Aim. The aim of this study was to establish the effective role of CT in the diagnosis of low back pain, and whether CT features correlate with clinical signs and symptoms.
Methods. Two thousand and twelve consecutive patients, of which 866 males and 1 146 females, aged 22 to 91 years, affected by generic painful back, have been studied in the period between January 2000 and October 2002. Volumetric CT of the lumbo-sacral column was performed on all the patients, employing a Philips Tomoscan SR 7000 (Eindhoven, The Netherlands). Sections of 3 mm in thickness were obtained, employing window and level of window both for bone and soft tissues. Contrast medium was not injected.

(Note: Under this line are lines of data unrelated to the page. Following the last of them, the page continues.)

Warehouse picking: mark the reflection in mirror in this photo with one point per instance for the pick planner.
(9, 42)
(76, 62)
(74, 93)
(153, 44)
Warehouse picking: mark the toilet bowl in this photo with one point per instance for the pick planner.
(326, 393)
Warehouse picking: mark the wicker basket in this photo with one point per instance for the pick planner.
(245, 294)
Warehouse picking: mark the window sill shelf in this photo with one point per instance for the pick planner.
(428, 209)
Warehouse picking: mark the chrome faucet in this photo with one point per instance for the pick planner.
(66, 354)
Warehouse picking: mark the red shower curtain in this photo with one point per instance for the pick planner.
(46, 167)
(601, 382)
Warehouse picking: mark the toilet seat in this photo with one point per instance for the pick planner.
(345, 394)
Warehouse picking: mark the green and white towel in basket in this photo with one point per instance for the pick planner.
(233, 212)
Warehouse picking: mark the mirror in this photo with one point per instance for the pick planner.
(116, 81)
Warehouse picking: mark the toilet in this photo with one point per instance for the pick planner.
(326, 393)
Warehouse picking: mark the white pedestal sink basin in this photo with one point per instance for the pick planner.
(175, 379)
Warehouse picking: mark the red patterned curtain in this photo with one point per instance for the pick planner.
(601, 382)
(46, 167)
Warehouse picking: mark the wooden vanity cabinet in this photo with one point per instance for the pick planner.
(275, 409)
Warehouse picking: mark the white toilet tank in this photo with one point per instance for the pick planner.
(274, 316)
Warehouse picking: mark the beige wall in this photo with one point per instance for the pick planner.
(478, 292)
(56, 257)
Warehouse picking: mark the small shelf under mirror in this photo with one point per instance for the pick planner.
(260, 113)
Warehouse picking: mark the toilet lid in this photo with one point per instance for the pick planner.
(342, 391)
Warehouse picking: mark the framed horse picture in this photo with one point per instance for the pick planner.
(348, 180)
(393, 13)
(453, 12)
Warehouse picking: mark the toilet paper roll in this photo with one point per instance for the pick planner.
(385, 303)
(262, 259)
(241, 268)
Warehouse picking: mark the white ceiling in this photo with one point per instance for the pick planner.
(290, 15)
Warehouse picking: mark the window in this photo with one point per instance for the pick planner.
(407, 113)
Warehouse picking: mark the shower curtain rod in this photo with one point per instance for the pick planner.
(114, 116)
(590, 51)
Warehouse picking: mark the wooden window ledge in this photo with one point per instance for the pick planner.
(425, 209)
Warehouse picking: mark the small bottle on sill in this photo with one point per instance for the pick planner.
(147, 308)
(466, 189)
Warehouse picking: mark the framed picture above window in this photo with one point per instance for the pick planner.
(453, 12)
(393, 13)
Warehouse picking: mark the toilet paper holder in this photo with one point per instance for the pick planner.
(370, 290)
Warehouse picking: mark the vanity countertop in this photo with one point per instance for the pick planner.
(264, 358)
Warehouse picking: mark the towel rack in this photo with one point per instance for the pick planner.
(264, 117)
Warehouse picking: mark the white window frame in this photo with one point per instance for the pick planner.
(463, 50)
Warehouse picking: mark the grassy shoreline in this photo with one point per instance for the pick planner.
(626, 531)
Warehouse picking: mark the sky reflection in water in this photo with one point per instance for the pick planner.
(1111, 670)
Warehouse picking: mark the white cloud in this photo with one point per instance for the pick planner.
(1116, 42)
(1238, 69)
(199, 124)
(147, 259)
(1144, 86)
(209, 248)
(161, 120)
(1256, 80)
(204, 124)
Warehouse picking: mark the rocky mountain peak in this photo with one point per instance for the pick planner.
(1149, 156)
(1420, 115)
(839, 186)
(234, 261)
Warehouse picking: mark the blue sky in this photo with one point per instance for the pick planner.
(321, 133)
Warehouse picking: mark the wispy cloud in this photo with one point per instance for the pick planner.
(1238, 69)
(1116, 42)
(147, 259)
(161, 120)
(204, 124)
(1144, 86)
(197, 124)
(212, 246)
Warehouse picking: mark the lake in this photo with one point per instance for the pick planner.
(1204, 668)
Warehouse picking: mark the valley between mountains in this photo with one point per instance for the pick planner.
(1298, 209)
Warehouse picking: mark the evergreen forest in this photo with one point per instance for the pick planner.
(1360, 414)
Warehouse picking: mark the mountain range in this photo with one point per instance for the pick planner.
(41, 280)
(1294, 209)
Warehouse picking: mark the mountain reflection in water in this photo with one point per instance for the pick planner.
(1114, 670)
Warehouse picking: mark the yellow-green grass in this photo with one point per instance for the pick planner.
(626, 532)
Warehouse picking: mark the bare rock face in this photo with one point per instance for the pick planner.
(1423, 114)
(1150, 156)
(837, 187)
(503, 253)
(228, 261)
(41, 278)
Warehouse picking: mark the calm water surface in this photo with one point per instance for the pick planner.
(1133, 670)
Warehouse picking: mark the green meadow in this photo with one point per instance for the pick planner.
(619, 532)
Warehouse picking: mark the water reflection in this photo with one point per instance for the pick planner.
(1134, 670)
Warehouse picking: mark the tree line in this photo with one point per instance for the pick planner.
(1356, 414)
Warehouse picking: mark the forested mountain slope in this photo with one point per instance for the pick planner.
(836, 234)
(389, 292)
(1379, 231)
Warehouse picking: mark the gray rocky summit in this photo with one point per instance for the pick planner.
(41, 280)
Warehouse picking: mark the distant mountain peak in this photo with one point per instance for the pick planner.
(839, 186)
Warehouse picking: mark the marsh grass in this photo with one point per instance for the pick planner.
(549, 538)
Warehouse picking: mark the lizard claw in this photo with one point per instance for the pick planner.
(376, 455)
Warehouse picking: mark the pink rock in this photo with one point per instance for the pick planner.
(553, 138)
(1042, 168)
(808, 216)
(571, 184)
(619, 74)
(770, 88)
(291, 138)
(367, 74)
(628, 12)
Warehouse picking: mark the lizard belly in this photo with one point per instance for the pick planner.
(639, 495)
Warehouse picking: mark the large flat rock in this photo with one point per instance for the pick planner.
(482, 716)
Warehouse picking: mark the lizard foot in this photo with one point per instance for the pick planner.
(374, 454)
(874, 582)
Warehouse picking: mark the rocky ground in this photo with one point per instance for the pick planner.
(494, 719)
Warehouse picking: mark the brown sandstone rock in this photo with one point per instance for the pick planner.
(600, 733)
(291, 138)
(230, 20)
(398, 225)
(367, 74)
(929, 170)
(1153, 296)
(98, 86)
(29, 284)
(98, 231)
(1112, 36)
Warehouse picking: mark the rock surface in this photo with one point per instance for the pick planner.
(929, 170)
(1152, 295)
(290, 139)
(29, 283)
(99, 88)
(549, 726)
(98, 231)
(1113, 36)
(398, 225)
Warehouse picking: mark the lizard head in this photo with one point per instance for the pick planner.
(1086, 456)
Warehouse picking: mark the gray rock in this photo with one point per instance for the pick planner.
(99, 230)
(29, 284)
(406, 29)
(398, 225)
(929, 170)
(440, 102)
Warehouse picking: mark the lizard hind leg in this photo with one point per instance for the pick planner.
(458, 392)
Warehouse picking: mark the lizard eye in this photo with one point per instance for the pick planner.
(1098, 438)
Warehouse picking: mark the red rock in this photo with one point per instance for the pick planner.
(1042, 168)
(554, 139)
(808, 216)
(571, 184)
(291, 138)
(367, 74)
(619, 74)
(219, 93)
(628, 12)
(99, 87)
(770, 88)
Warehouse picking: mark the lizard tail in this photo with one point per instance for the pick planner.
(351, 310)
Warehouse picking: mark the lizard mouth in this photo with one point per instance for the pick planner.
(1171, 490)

Results. Regarding the distribution of lesions, 172 males were affected by one, 586 from 2 to 4, 102 more than 4 lesions; 6 subjects were without. On the contrary, 196 females had a single lesion, 611 from 2 to 4, 331 more than 4 and 8 did not have any one. In females, the age group most involved is encompassed between 51 and 80 years; the more frequent alterations, in decreasing order, were: bulging disc, synovial facet syndrome, disc herniation and vacuum phenomenon. In males incidence age related and frequency of various pathologies were overlapped to that observed in females; however the incidence of disc herniation in males is greatest between 41 to 50 years.
Conclusion. Low back pain, with or without radiation to the sciatic and femoral nerves, is one of the most common diseases, involving approximately 2/3 of the adult population sooner or later in life. Anatomically the center of pain is the lumbar column (from L3 to L5), the lumbo-sacral junction, the sacrum, the sacro-iliac joints, and the sacral-coccygeal region. Generally, it is a benign syndrome; however, since a pathologic condition is recognized in 15% of cases, then this condition must always be diagnosed. The list of events producing lumbar pain seems to be endless: therefore differential diagnosis must be based on appropriate anatomic and etiologic factors, also considering that pathogenesis (due to mechanical, compression, inflammatory, and neuropathic factors) is directly influenced by social and psychologic factors. Initially a conventional X-ray was used for the diagnosis of images, subsequently, arthrography and myelography were used; today CT is useful in the detection of bone and soft tissue structures, especially using multiplanar reformatted images. It is a noninvasive procedure that usually reveals the cause of radicular compression and demonstrates lateral and intraforaminal pathologic condition well. MRI represents the last technical development. The characteristics of all these techniques are such as to achieve a full diagnosis. Their reconciled use is in relation to the current clinical question, and it also depends on various considerations, not only technical matters, but availability of equipment and costs too, even if conventional radiography must always precede every other survey.